Improving patient adherence to treatment plan and real-world outcomes
Adherence presents a significant challenge to effective treatment. When patients do not adhere, it can lead to worse disease outcomes and a greater burden for both patients and healthcare providers.8 A study involving patients with DED found that 89.8% did not use eye drops at the recommended frequency, and 81.7% were unsure of the suggested schedule.9
Common reasons for non-adherence include poor tolerability, blurred vision, insufficient or delayed symptom relief, high dosing frequency, and limited access to eye drops, including physical access to pharmacies or medications and financial barriers such as insurance coverage and copay costs.9
With this in mind, patient education and expectation setting are essential to improving adherence. Simplifying treatment regimens, clearly explaining the rationale for each recommendation, and ensuring appropriate follow-up and monitoring can all support more consistent use of therapy.

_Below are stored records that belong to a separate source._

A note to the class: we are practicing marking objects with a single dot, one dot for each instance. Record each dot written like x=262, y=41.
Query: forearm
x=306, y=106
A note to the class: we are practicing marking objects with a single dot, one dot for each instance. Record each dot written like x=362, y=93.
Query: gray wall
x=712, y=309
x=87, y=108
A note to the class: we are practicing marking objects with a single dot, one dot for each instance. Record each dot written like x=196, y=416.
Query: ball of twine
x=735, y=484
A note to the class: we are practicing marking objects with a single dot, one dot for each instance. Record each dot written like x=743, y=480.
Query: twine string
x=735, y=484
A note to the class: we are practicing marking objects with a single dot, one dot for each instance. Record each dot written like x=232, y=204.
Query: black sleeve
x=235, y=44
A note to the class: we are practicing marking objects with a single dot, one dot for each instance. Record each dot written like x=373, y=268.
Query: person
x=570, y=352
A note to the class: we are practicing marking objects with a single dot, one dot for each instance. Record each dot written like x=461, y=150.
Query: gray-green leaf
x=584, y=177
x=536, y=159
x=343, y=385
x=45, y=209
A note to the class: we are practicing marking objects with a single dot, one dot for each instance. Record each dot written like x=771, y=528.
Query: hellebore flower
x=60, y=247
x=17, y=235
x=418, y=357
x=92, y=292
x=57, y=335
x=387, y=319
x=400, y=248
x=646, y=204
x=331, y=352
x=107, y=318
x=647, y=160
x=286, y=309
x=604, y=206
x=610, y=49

However, cost and access remain significant barriers, as even over-the-counter and prescription options can create financial burden for patients. Clinicians should be aware of available cost-saving programs, manufacturer assistance initiatives, and pharmacy cash-pay arrangements that may help reduce out-of-pocket expense and improve treatment continuity.

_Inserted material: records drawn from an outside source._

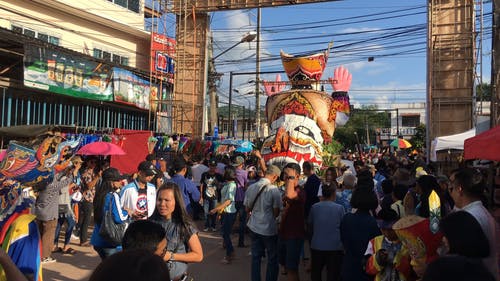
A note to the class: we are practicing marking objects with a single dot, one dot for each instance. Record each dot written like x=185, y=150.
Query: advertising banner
x=59, y=72
x=163, y=54
x=131, y=89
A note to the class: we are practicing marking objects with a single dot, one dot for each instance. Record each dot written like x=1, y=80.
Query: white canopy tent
x=450, y=142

Overall, OTC and prescription therapies should be selected based on patient-specific needs, access, and sustainability rather than a rigid treatment sequence.
Key takeaways for clinical practice
DED is a multifactorial condition requiring an individualized, mechanism-based approach rather than a uniform treatment sequence. Early identification of underlying drivers and targeted intervention are essential to improving outcomes.
Management should integrate clinical findings, objective testing, and patient-specific factors, with ongoing reassessment to guide therapy modification over time due to variable sign–symptom correlation.
Optimal care often involves combining OTC, prescription, procedural, biologic, and regenerative therapies based on disease profile and patient access. Clinicians are central to setting expectations, supporting adherence, and addressing barriers to care to improve long-term outcomes and quality of life.